Viewport width =
August 19, 2013 | by  | in Opinion |
Share on FacebookShare on Google+Pin on PinterestTweet about this on Twitter

Free Mary Jane

“I hate to advocate drugs…to anyone, but they’ve always worked for me.”

— Hunter S. Thompson.

 

80 per cent of New Zealanders between 18–24 are currently considered criminals in our country. 50 per cent of all New Zealanders are too. They did not kill anyone. Or hurt one another. They paid a guy to pay another guy to grow something that would make them feel better. They smoked weed. And in our country, that makes them a criminal: something to be jailed for. Students should not accept such bullshit laws. Marijuana should be legal.

 1.     No one in the world has ever died overdosing from marijuana. They have been helped through cancer. They have relaxed after a shit day at work.

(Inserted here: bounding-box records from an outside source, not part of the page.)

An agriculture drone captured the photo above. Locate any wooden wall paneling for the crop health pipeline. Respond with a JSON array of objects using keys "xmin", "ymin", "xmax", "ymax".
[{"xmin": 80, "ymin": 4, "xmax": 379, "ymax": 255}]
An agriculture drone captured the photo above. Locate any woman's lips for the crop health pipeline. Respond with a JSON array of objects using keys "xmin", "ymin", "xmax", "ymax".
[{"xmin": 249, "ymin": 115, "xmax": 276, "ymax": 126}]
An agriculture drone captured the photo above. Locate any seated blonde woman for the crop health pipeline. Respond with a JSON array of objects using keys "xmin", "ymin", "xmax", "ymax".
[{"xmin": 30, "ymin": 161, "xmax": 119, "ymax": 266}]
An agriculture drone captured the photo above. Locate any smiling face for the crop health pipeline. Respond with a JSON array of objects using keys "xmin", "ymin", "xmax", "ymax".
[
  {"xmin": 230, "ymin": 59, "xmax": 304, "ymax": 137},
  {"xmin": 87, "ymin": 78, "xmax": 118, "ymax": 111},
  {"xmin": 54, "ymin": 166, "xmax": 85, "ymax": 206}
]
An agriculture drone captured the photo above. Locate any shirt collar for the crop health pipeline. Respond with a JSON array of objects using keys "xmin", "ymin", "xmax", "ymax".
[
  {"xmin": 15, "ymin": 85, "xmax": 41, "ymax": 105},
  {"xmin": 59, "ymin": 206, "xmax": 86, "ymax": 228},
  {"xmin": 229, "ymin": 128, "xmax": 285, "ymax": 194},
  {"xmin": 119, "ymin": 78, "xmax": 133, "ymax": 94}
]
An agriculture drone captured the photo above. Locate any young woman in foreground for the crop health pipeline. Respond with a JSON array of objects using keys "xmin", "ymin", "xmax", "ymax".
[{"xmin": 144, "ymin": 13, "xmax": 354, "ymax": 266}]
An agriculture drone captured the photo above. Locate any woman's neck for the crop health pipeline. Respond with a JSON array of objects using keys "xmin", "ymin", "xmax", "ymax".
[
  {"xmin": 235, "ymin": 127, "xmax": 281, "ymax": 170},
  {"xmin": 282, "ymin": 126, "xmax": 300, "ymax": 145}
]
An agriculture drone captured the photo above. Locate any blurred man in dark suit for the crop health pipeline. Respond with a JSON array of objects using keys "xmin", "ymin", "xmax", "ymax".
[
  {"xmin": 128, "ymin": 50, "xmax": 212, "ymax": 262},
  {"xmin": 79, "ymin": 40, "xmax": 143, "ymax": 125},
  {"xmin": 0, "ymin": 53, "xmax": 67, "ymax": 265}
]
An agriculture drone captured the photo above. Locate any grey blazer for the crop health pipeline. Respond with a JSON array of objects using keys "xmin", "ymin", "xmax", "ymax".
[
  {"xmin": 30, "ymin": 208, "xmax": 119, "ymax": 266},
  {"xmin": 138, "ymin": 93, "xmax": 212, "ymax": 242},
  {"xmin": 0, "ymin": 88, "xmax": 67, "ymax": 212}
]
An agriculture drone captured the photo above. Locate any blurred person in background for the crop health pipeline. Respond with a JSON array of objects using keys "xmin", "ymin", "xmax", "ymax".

They have made the best music ever to touch our ears. But no one has died. Four people died last year from skiing. Random fun fact. Here’s another: more people die on escalators than on airplanes. That fact is irrelevant. My point is this. People can make trade-offs. They know things have harms and risks associated. They do them because it makes them feel better or look better or act better. But currently, the state says no. Don’t even try making such a choice.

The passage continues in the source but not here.